Curly Endive, also known as Chicory, or Curly Chicory, is a bitter green that can add texture and flavor to several dishes. As hearty green is related to Endive and escarole, it is mainly enjoyed in salads or sauteed as its other green daisy family plants.
How to buy, prep and store
When buying Endive, like most leafy green, look for the heads with deep-green outer leaves, not wilted, and no signs of browning on the stem. The curly leaves and narrow stems are edible. They can be cut into bite-size for salads.
Storing is easy! Always keep in a plastic bag in the refrigerator drawer. Washing! All leafy vegetables must be washed and dry thoroughly. Washing leafy greens under running water is a great idea. A quick soak in a vinegar-water solution is also recommended to remove unwanted debris or germs.

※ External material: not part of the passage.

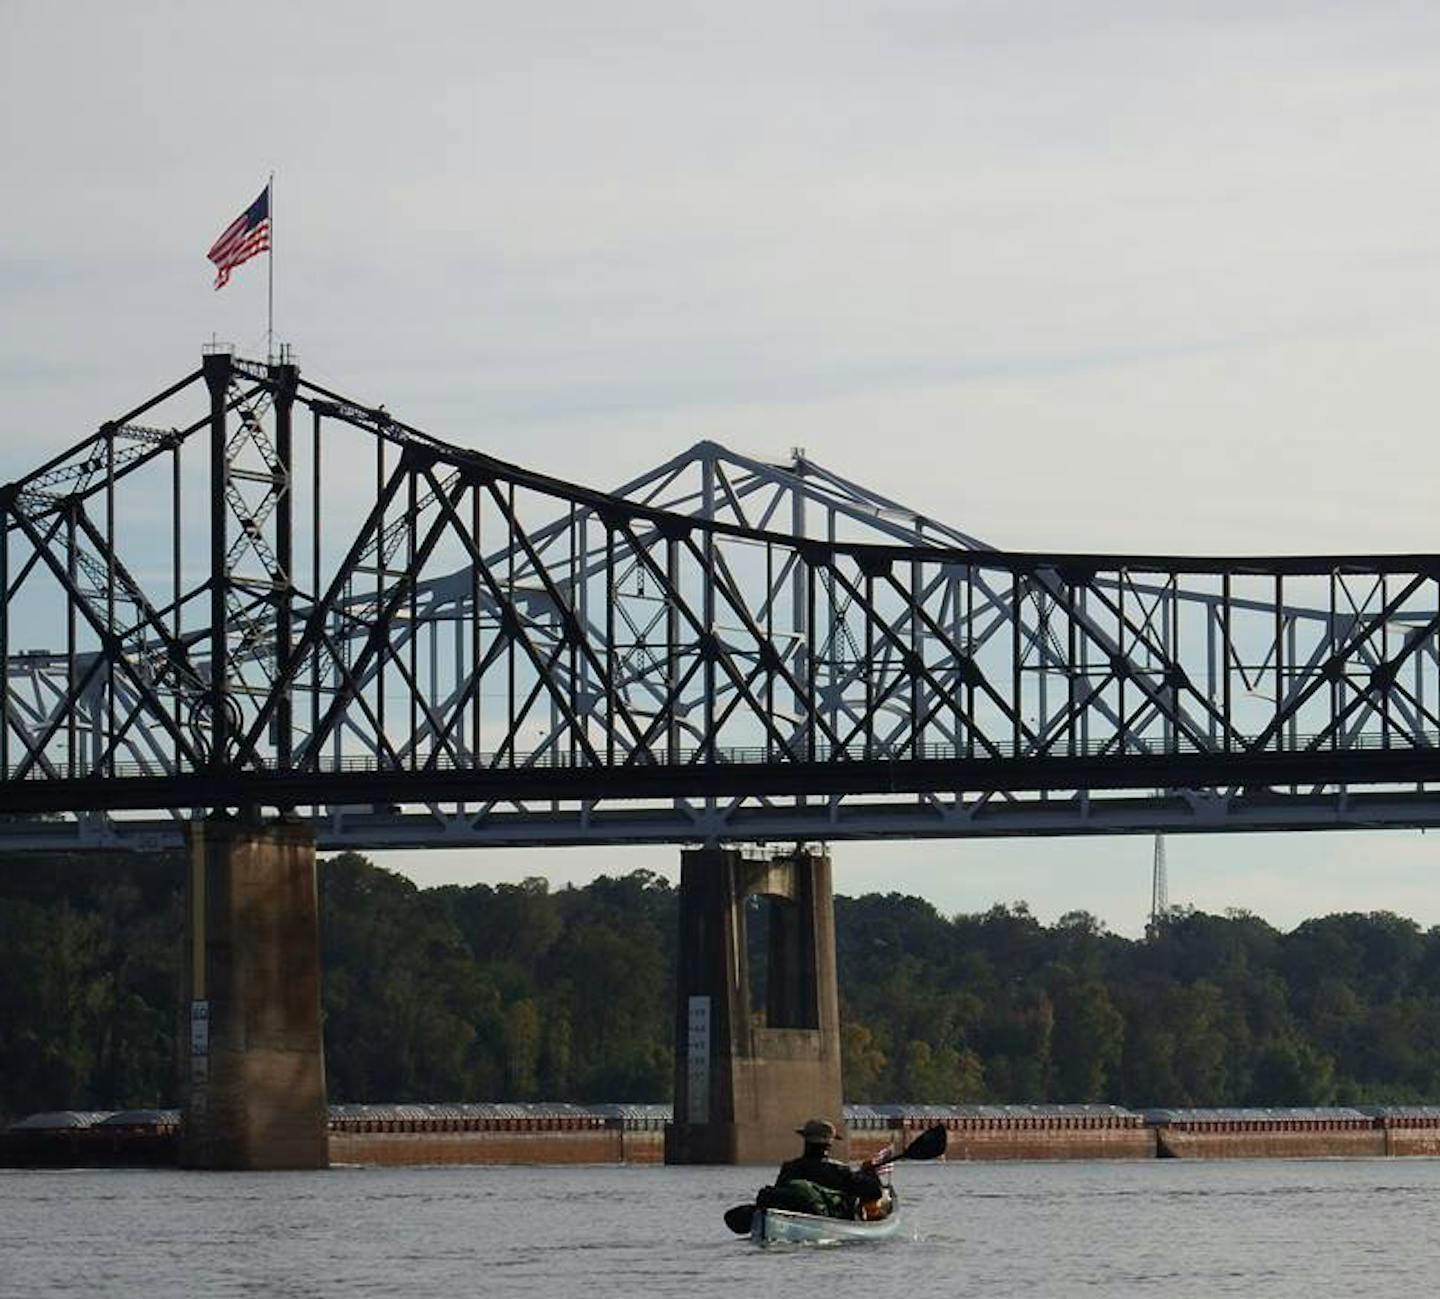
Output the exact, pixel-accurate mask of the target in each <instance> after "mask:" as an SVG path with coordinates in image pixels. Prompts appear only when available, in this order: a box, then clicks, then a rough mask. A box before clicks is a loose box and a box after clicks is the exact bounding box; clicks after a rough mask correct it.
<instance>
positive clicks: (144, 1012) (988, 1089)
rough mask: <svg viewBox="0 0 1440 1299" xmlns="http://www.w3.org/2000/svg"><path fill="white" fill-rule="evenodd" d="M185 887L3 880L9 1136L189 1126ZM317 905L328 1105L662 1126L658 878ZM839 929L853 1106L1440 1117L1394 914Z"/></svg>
mask: <svg viewBox="0 0 1440 1299" xmlns="http://www.w3.org/2000/svg"><path fill="white" fill-rule="evenodd" d="M181 868H183V863H180V861H179V860H177V858H173V857H163V858H104V857H60V858H55V857H52V858H30V857H19V855H14V857H9V858H0V1118H4V1116H7V1115H14V1113H22V1112H29V1110H37V1109H53V1107H91V1106H95V1107H120V1106H141V1105H158V1103H166V1102H173V1097H174V1092H173V1079H174V1058H176V1050H174V1043H176V1030H177V1025H179V1022H180V1004H179V998H180V971H179V956H180V927H181V914H180V887H181ZM320 893H321V959H323V972H324V992H323V995H324V1027H325V1050H327V1066H328V1079H330V1092H331V1097H333V1099H336V1100H341V1102H343V1100H487V1099H505V1097H511V1099H575V1100H664V1099H667V1097H668V1095H670V1087H671V1077H672V1034H674V1001H672V985H674V968H675V935H677V925H675V910H677V899H675V890H674V889H672V887H671V886H670V884H668V883H667V881H665V880H664V878H662V877H660V876H655V874H652V873H648V871H632V873H629V874H622V876H612V877H602V878H598V880H595V881H592V883H590V884H588V886H585V887H580V889H576V887H569V889H560V890H552V889H550V887H549V886H547V884H546V881H544V880H540V878H528V880H524V881H521V883H518V884H500V886H487V884H475V886H469V887H461V886H446V887H442V889H418V887H416V886H415V884H413V883H412V881H409V880H406V878H403V877H402V876H397V874H395V873H392V871H386V870H382V868H379V867H376V866H374V864H372V863H370V861H367V860H366V858H364V857H360V855H357V854H340V855H337V857H331V858H330V860H327V861H324V863H323V864H321V868H320ZM835 916H837V963H838V972H840V991H841V1051H842V1058H844V1067H845V1079H847V1090H848V1095H850V1096H851V1097H852V1099H855V1100H874V1102H886V1100H912V1102H935V1103H946V1102H955V1103H959V1102H979V1100H991V1102H1045V1100H1050V1102H1080V1100H1092V1102H1099V1100H1104V1102H1116V1103H1125V1105H1130V1106H1153V1105H1171V1106H1184V1105H1194V1106H1215V1105H1322V1103H1331V1102H1342V1103H1371V1102H1374V1103H1378V1102H1407V1103H1420V1102H1430V1103H1436V1102H1440V929H1431V930H1421V929H1420V927H1418V926H1416V925H1414V923H1413V922H1410V920H1405V919H1403V917H1400V916H1394V914H1391V913H1388V912H1372V913H1365V914H1362V913H1348V914H1336V916H1323V917H1318V919H1315V920H1309V922H1306V923H1303V925H1300V926H1297V927H1296V929H1295V930H1292V932H1290V933H1280V932H1279V930H1276V929H1274V927H1272V926H1270V925H1267V923H1266V922H1264V920H1261V919H1259V917H1256V916H1251V914H1248V913H1246V912H1227V913H1225V914H1221V916H1214V914H1205V913H1202V912H1195V910H1191V909H1175V910H1172V912H1171V913H1169V914H1168V916H1166V917H1164V920H1162V922H1161V923H1159V925H1158V926H1155V927H1153V932H1152V933H1151V935H1149V936H1148V938H1146V939H1145V940H1129V939H1123V938H1119V936H1116V935H1113V933H1109V932H1107V930H1106V929H1104V926H1103V925H1102V923H1100V922H1097V920H1096V919H1094V917H1093V916H1090V914H1087V913H1084V912H1073V913H1068V914H1066V916H1061V917H1060V920H1058V922H1056V923H1054V925H1053V926H1045V925H1041V923H1040V922H1038V920H1037V917H1035V916H1034V914H1032V913H1031V912H1030V910H1028V907H1025V906H1024V904H1022V903H1015V904H1008V906H1007V904H995V906H994V907H991V909H988V910H985V912H979V913H976V914H960V916H953V917H945V916H942V914H940V913H939V912H937V910H936V909H935V907H933V906H932V904H930V903H927V902H924V900H923V899H917V897H907V896H903V894H899V893H890V894H865V896H863V897H837V899H835ZM750 925H752V926H753V932H752V933H750V939H752V948H753V949H755V950H753V952H752V958H756V959H757V956H759V952H760V950H762V949H763V925H765V912H763V907H759V906H757V907H756V909H753V916H752V919H750ZM756 1005H757V1007H763V997H757V998H756ZM762 1012H763V1011H762Z"/></svg>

Here are the 7 reasons why you should start incorporating Curly Endive into your cooking
- Make great salads. It can be eaten raw and has a slightly bitter taste that is perfect with any fruit or vegetable combination or a sweet dressing.
- It adds texture and flavor to a number of dishes including stews, and soups. The bitterness will mellow out when cooked.
- Chop and combine it with other greens and use it in salads, stews (with meat/meatless), and soups.
- It contains significant amounts of Vitamin A and Vitamin K as well as some Vitamin C. It contains phosphorus, folate, potassium, and dietary fiber, with the darker green leaves offering more nutrients than the white leaves.
- This vegetable keeps well in the fridge for about two weeks – no reason not to consume your leafy greens.
- It is available year-round, but the peak season is Spring through Summer.
- It’s also a source of kaempferol, an antioxidant that has been shown to reduce inflammation and inhibit the growth of cancer cells in test-tube studies.
So, when you see these beautiful leafy green vegetables at your local supermarket, please don’t ignore them. Try it! You might like it. Substitutions for this leafy green veggie are watercress (somewhat similar taste), arugula, chicory leaves, and radicchio.